6 thoughts on “Gone Phishing”

  1. It is cool article, I didn’t know much about phishing attacks, but with your detailed description, I’ve learned more about this! Also great way to prevent phishing attacks, thank you for this important information! I’m gonna share this with all of my friends, it will be helpful!

  2. Thank you for sharing, as I read it, all I say was “WOW”. I was a victim of Identity Theft and it was a Nightmare. I never thought about the Emails or Websites. I am guilty of reading information fast. Thanks to this post, I will make sure that I know what I am clicking on. You have truly opened my eyes, and I will share this info with my family and friends.
    Thank You

  3. Hey Tom I think that you have one of the best content structures I’ve seen.
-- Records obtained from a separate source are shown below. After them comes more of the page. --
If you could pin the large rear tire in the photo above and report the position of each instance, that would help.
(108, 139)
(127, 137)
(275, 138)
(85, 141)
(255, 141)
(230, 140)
If I may offer a little more( moving pic) maybe fish swimming on a comp. screen. And I would luv some help with mine. Maybe get it to look more professional. Thanks

  4. I heard somewhere about pishing but I had no idea what that meant. It seems pretty dangerous and uncomfortable. I do not think I’ve ever experienced a phishing attack, but I may be mistaken. It seems to me very hard to find out if you’re attacked. I get 30 emails a day and it’s hard to study if there is any evil intention behind them.
    I think I’ll be much more cautious in the future, especially when it comes to password, PIN, and so on.

  5. I think we’ve all been exposed to phishing emails, but there are many who will just absentmindedly click on them without knowing what they’re about to get into or in many cases, hand over. I’ve always stated that if someone like Pay Pal or Amazon sends an email suspending an account, always go to the site and try to log in. That’ll tell you a lot. I like the recommendation of hovering over, because you’ll see in two seconds whether or not it’s a legit email.